I have continued playing with the tidyverse for different parts of a couple of projects.

Often I need to apply a function by groups of observations; sometimes, that function returns more than a single number. It could be something like for each group fit a distribution and return the distribution parameters. Or, simpler for the purposes of this exploration, calculate and return a bunch of numbers.

describe_c <- function(x) {
  mn <- mean(x, na.rm = TRUE)
  dev <- sd(x, na.rm = TRUE)
  n <- sum(!is.na(x))
  cv <- dev/mn*100
  return(c(mean = mn, sdev = dev, count = n, coefvar = cv))
}

If I have a data frame called field_data, with family codes (trees with the same parents, codes have been changed to protect the innocent) and stem diameters (in mm), I could do the following in base R:

# This line produces an annoying list
summary_one <- with(field_data, tapply(stem, family, FUN = describe_v))

# This puts together a matrix by joining 
# the list results using rbind()
summary_one <- do.call(rbind, summary_one)

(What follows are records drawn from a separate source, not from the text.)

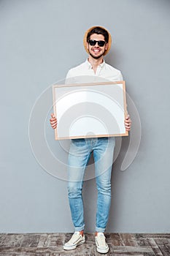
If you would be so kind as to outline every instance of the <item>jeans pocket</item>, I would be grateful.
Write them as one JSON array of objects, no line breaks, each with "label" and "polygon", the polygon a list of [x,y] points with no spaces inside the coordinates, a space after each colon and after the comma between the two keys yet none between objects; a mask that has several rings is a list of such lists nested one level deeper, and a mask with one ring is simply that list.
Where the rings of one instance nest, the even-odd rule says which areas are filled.
[{"label": "jeans pocket", "polygon": [[82,147],[86,144],[85,139],[72,139],[72,142],[77,147]]}]

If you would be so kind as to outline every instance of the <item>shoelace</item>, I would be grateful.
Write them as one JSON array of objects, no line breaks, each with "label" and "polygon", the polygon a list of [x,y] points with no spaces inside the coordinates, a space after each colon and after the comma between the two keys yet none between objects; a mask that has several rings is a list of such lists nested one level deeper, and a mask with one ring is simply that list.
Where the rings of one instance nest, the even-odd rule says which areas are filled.
[{"label": "shoelace", "polygon": [[103,233],[98,233],[98,236],[96,236],[96,241],[98,243],[98,245],[100,246],[106,246],[105,237]]},{"label": "shoelace", "polygon": [[75,232],[73,234],[72,238],[70,239],[69,243],[74,244],[74,243],[77,242],[79,241],[79,239],[80,238],[80,236],[81,235],[80,234],[79,232],[78,233]]}]

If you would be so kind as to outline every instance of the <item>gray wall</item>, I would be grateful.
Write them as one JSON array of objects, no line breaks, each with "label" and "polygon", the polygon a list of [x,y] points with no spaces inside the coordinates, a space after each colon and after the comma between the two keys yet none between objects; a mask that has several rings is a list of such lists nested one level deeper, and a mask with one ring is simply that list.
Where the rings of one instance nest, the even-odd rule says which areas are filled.
[{"label": "gray wall", "polygon": [[[82,37],[93,25],[105,26],[113,36],[106,61],[122,71],[142,124],[134,162],[120,170],[129,143],[123,138],[114,164],[107,230],[170,231],[169,10],[168,0],[0,1],[0,232],[73,231],[66,181],[44,170],[50,159],[41,137],[34,138],[32,132],[34,124],[36,135],[41,123],[33,122],[31,132],[42,163],[31,150],[28,127],[43,91],[87,57]],[[40,97],[42,113],[43,102],[52,105],[50,89],[46,96]],[[66,152],[60,150],[47,120],[45,124],[49,148],[65,162]],[[69,143],[64,143],[67,148]],[[64,165],[55,168],[61,176],[66,173]],[[94,179],[85,182],[83,193],[86,231],[93,232]]]}]

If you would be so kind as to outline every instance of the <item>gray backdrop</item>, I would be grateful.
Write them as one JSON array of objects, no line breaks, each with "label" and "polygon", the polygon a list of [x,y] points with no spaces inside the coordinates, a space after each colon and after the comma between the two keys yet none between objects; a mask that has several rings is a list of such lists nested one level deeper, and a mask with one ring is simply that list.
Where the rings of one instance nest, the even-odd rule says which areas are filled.
[{"label": "gray backdrop", "polygon": [[[0,232],[73,231],[66,181],[61,178],[67,153],[54,140],[51,109],[44,111],[47,102],[53,104],[50,87],[47,95],[42,92],[85,60],[82,37],[94,25],[105,26],[113,37],[105,59],[122,71],[142,124],[134,162],[121,170],[129,143],[123,138],[114,164],[107,230],[170,231],[169,11],[168,0],[0,1]],[[31,129],[41,160],[31,147],[30,115],[39,100],[48,147],[62,159],[55,166],[60,178],[45,170],[51,162],[38,135],[42,124],[34,121],[41,110]],[[139,136],[139,131],[134,132]],[[93,232],[95,179],[85,182],[83,195],[86,231]]]}]

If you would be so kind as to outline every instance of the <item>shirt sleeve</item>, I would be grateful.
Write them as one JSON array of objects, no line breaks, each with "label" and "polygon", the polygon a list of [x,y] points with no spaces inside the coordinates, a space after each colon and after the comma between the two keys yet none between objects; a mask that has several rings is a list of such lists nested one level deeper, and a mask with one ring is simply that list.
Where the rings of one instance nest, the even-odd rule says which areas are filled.
[{"label": "shirt sleeve", "polygon": [[120,81],[123,81],[123,75],[122,75],[121,72],[120,72]]}]

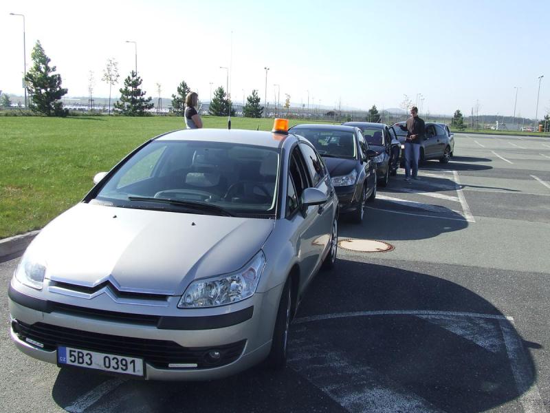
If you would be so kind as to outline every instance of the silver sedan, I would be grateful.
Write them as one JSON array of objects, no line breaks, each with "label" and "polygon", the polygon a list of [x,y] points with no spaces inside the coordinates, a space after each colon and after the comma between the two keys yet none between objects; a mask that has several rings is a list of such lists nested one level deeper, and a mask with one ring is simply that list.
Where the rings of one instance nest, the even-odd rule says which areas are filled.
[{"label": "silver sedan", "polygon": [[177,131],[94,180],[14,274],[19,350],[147,379],[285,365],[305,287],[336,257],[338,198],[307,140]]}]

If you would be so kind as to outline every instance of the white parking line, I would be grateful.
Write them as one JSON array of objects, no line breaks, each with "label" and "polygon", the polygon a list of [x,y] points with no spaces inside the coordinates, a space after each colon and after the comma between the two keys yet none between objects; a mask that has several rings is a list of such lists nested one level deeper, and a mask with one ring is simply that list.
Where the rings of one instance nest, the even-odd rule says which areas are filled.
[{"label": "white parking line", "polygon": [[[373,208],[372,206],[366,206],[365,208],[368,208],[368,209],[374,209],[375,211],[380,211],[382,212],[389,212],[390,213],[398,213],[399,215],[410,215],[411,217],[422,217],[423,218],[436,218],[437,220],[450,220],[451,221],[462,221],[463,222],[467,222],[468,220],[465,218],[451,218],[450,217],[442,217],[440,215],[423,215],[421,213],[412,213],[410,212],[402,212],[400,211],[391,211],[390,209],[380,209],[378,208]],[[460,215],[460,213],[458,211],[453,211],[453,212],[456,212],[457,215]]]},{"label": "white parking line", "polygon": [[537,177],[537,176],[535,176],[534,175],[529,175],[529,176],[530,176],[531,178],[534,178],[534,179],[536,179],[536,180],[538,180],[539,182],[540,182],[541,184],[543,184],[544,187],[546,187],[547,188],[548,188],[549,189],[550,189],[550,185],[549,185],[548,184],[547,184],[547,183],[546,183],[544,181],[543,181],[543,180],[542,180],[542,179],[540,179],[540,178],[538,178],[538,177]]},{"label": "white parking line", "polygon": [[507,159],[505,159],[505,158],[503,158],[502,156],[500,156],[500,155],[498,155],[498,153],[496,153],[496,152],[495,152],[494,151],[492,151],[492,153],[494,153],[494,154],[496,156],[498,156],[498,158],[500,158],[500,159],[502,159],[503,160],[505,160],[505,161],[506,161],[506,162],[507,162],[509,164],[514,165],[514,162],[510,162],[510,161],[509,161],[509,160],[508,160]]},{"label": "white parking line", "polygon": [[422,192],[416,191],[411,188],[400,188],[399,191],[406,192],[407,193],[417,193],[418,195],[423,195],[424,196],[429,196],[434,198],[438,198],[440,200],[446,200],[447,201],[454,201],[455,202],[460,202],[458,197],[451,196],[450,195],[445,195],[444,193],[439,193],[439,192]]},{"label": "white parking line", "polygon": [[485,147],[485,145],[481,145],[481,143],[479,143],[479,142],[478,142],[477,140],[476,140],[475,139],[474,139],[474,142],[475,142],[476,144],[478,144],[478,145],[479,146],[481,146],[482,148],[484,148],[484,147]]},{"label": "white parking line", "polygon": [[[536,376],[530,372],[529,363],[523,348],[521,339],[509,323],[500,321],[504,345],[508,359],[510,361],[516,388],[520,394],[519,401],[525,413],[544,413],[546,412],[536,382]],[[533,381],[532,385],[529,383]]]},{"label": "white parking line", "polygon": [[100,399],[114,390],[127,380],[127,379],[113,379],[104,381],[84,396],[79,397],[73,404],[65,407],[65,410],[71,413],[82,413]]},{"label": "white parking line", "polygon": [[519,148],[520,149],[525,149],[523,147],[520,147],[520,145],[516,145],[515,143],[512,143],[512,142],[509,142],[508,143],[509,143],[511,145],[515,146],[516,148]]},{"label": "white parking line", "polygon": [[461,188],[460,184],[460,178],[459,177],[459,173],[456,171],[452,171],[452,176],[454,177],[454,182],[458,185],[458,188],[456,189],[456,194],[459,195],[459,200],[460,200],[460,204],[462,205],[462,211],[464,213],[464,217],[466,218],[466,220],[469,222],[475,222],[476,220],[474,218],[474,215],[472,214],[472,211],[470,210],[470,206],[468,206],[468,203],[466,202],[466,198],[464,196],[464,193],[462,192],[462,189]]},{"label": "white parking line", "polygon": [[381,200],[388,201],[390,202],[393,202],[395,204],[403,205],[404,206],[410,206],[411,208],[424,209],[424,211],[428,211],[430,212],[435,212],[437,213],[445,213],[449,211],[448,209],[446,208],[445,206],[441,206],[441,205],[434,205],[432,204],[424,204],[424,202],[419,202],[418,201],[410,201],[408,200],[402,200],[401,198],[396,198],[391,196],[387,196],[385,195],[377,194],[376,198],[377,199]]}]

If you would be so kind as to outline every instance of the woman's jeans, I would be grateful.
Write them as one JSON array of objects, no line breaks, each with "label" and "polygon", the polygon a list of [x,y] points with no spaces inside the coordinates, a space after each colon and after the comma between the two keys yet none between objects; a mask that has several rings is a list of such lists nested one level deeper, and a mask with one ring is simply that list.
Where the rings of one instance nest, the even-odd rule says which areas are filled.
[{"label": "woman's jeans", "polygon": [[412,167],[412,177],[418,173],[418,160],[420,158],[420,144],[405,142],[405,177],[410,176],[410,167]]}]

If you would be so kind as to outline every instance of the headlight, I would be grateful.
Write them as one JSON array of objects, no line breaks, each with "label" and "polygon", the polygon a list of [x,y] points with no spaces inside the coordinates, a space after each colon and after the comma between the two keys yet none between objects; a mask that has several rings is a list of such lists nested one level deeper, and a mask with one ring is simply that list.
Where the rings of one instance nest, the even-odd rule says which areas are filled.
[{"label": "headlight", "polygon": [[187,287],[177,306],[217,307],[247,299],[256,293],[265,266],[265,255],[260,251],[236,273],[194,281]]},{"label": "headlight", "polygon": [[15,278],[22,284],[41,290],[46,273],[46,264],[32,251],[25,252],[15,270]]},{"label": "headlight", "polygon": [[383,160],[384,160],[384,152],[373,158],[373,161],[375,162],[376,163],[382,162]]},{"label": "headlight", "polygon": [[332,184],[335,187],[346,187],[348,185],[353,185],[355,183],[357,179],[357,171],[353,169],[348,175],[344,176],[333,176]]}]

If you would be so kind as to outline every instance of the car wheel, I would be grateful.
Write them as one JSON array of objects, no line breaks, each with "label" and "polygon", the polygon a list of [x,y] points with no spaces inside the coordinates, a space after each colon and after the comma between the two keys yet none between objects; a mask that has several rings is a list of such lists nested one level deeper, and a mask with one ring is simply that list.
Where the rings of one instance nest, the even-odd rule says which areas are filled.
[{"label": "car wheel", "polygon": [[[375,187],[376,185],[375,185]],[[365,191],[364,184],[363,184],[363,190],[361,191],[361,198],[360,198],[359,201],[359,206],[358,209],[353,211],[353,215],[352,215],[352,220],[355,224],[360,224],[363,222],[363,218],[365,215],[365,196],[366,195],[366,191]]]},{"label": "car wheel", "polygon": [[375,199],[376,199],[376,185],[373,188],[373,193],[371,194],[371,196],[366,199],[366,202],[373,202]]},{"label": "car wheel", "polygon": [[334,221],[332,223],[330,248],[329,254],[324,257],[322,263],[322,267],[327,270],[334,268],[334,264],[336,263],[336,253],[338,252],[338,220],[336,217],[334,217]]},{"label": "car wheel", "polygon": [[292,292],[290,286],[291,279],[289,277],[283,288],[283,294],[277,310],[277,319],[275,321],[271,352],[265,360],[265,364],[272,369],[283,368],[287,363],[288,332],[292,308]]},{"label": "car wheel", "polygon": [[441,163],[449,163],[450,157],[451,149],[449,147],[446,147],[445,151],[443,153],[443,156],[439,158],[439,162]]},{"label": "car wheel", "polygon": [[386,168],[386,173],[384,174],[382,179],[378,181],[378,184],[380,187],[386,187],[388,186],[388,181],[390,180],[390,165],[388,165],[388,167]]},{"label": "car wheel", "polygon": [[418,165],[423,165],[426,163],[426,156],[424,155],[424,148],[420,148],[420,159],[418,160]]}]

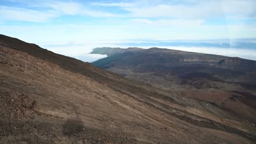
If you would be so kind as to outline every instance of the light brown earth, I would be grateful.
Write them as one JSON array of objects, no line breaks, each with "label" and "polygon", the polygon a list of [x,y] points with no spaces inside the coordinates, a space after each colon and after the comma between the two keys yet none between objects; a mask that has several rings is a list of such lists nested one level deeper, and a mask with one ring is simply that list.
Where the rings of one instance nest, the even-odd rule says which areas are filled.
[{"label": "light brown earth", "polygon": [[0,143],[256,142],[253,123],[210,103],[5,36],[0,44]]}]

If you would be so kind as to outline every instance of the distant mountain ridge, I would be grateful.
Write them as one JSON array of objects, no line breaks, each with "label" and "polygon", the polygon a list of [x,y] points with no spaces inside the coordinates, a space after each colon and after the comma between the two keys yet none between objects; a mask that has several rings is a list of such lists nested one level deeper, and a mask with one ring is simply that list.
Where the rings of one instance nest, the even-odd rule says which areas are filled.
[{"label": "distant mountain ridge", "polygon": [[[256,122],[256,105],[251,103],[256,102],[256,61],[157,48],[122,50],[92,64],[181,96],[214,103]],[[243,95],[234,96],[238,93]],[[232,103],[241,101],[245,109],[237,111],[238,104],[227,102],[233,97],[240,99]]]},{"label": "distant mountain ridge", "polygon": [[[224,67],[237,67],[256,68],[256,61],[241,59],[237,57],[230,57],[209,54],[201,53],[194,52],[189,52],[173,50],[166,48],[152,48],[149,49],[143,49],[138,48],[129,48],[127,49],[120,48],[98,48],[93,49],[91,53],[98,53],[107,54],[108,57],[105,58],[93,63],[96,66],[100,66],[103,61],[105,61],[105,64],[107,65],[106,61],[109,61],[109,59],[112,58],[109,56],[116,55],[115,57],[123,56],[122,53],[125,52],[133,53],[136,55],[133,57],[140,57],[143,56],[141,53],[147,54],[149,56],[154,56],[155,59],[152,61],[147,59],[142,59],[141,57],[133,57],[132,59],[140,59],[141,61],[136,62],[142,63],[144,61],[155,63],[159,61],[160,63],[175,62],[175,63],[203,63],[207,64],[213,64],[216,65]],[[163,55],[157,55],[157,53],[162,53]],[[117,54],[119,54],[118,55]],[[153,56],[153,55],[155,56]],[[151,55],[152,56],[149,56]],[[176,56],[175,56],[176,55]]]},{"label": "distant mountain ridge", "polygon": [[254,95],[232,93],[224,109],[0,35],[1,144],[255,143]]}]

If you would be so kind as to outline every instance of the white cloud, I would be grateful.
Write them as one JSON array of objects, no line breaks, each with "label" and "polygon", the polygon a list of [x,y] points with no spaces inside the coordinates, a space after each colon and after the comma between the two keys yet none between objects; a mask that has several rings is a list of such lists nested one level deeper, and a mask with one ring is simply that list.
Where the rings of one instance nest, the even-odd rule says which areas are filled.
[{"label": "white cloud", "polygon": [[93,5],[98,5],[102,6],[117,6],[121,7],[131,7],[135,6],[135,5],[131,3],[92,3]]},{"label": "white cloud", "polygon": [[[136,45],[132,47],[136,47]],[[256,50],[233,48],[208,48],[182,46],[141,46],[139,48],[149,48],[152,47],[165,48],[173,50],[189,52],[216,54],[230,57],[238,57],[241,58],[256,60]]]},{"label": "white cloud", "polygon": [[219,18],[220,16],[228,19],[249,19],[256,16],[256,1],[254,0],[168,1],[144,0],[130,3],[97,3],[94,5],[120,7],[130,13],[126,16],[134,18],[164,17],[200,19],[213,17]]},{"label": "white cloud", "polygon": [[42,22],[57,16],[58,15],[49,11],[0,6],[0,19],[3,21],[18,20]]},{"label": "white cloud", "polygon": [[52,8],[56,13],[68,15],[75,15],[79,13],[82,9],[82,5],[73,2],[61,2],[53,1],[45,4],[46,5]]},{"label": "white cloud", "polygon": [[201,25],[205,21],[203,20],[191,20],[181,19],[159,19],[155,21],[145,19],[135,19],[132,21],[139,24],[153,25],[154,26],[194,27]]}]

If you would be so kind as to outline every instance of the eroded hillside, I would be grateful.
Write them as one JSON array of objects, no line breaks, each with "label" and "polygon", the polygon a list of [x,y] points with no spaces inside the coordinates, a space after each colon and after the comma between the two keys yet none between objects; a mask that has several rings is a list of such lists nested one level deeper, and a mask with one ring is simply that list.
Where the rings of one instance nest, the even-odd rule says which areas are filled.
[{"label": "eroded hillside", "polygon": [[0,143],[256,141],[253,124],[215,104],[0,37]]}]

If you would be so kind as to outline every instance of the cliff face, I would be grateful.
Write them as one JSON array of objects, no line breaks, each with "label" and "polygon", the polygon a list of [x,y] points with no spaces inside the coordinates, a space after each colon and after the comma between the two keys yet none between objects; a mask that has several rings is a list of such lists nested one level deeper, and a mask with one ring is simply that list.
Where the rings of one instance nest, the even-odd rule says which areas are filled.
[{"label": "cliff face", "polygon": [[256,142],[251,123],[212,103],[12,37],[0,44],[1,144]]},{"label": "cliff face", "polygon": [[224,66],[256,68],[256,61],[242,59],[229,59],[220,62]]},{"label": "cliff face", "polygon": [[[211,101],[256,123],[256,118],[252,116],[256,114],[256,105],[250,102],[256,100],[248,100],[240,95],[243,100],[236,99],[234,102],[233,97],[237,98],[237,93],[230,92],[256,96],[256,61],[156,48],[125,53],[93,64],[165,90],[176,91],[181,96]],[[234,105],[240,106],[240,110],[230,104],[231,99],[236,104]]]}]

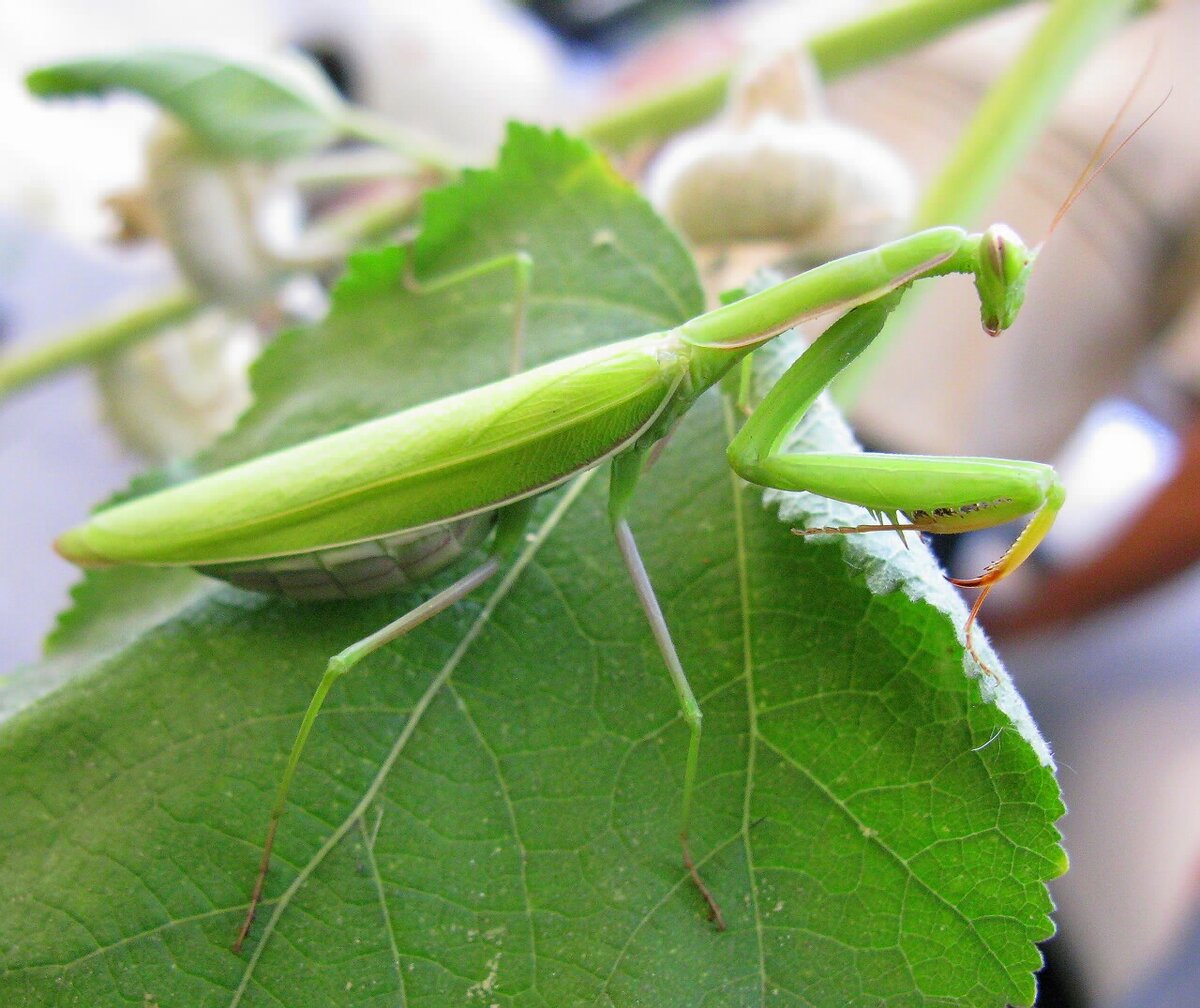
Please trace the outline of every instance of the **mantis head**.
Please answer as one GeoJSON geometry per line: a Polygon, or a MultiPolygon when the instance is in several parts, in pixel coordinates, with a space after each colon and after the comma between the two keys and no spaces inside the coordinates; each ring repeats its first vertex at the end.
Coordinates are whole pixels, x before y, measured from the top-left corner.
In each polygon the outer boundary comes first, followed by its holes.
{"type": "Polygon", "coordinates": [[[1016,232],[1006,224],[992,224],[979,241],[976,289],[979,313],[989,336],[1008,329],[1025,301],[1025,284],[1037,258],[1016,232]]]}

# To continue processing it might be better to convert
# to a data frame
summary_one <- data.frame(summary_one)

And if I need to do this for several variables, I will need to merge each of these matrices in a data frame.

Continuing with my experimentation with the tidyverse, I was wondering how to get the above going with dplyr et al. After failing a few times I asked the question in Twitter and got a number of helpful replies.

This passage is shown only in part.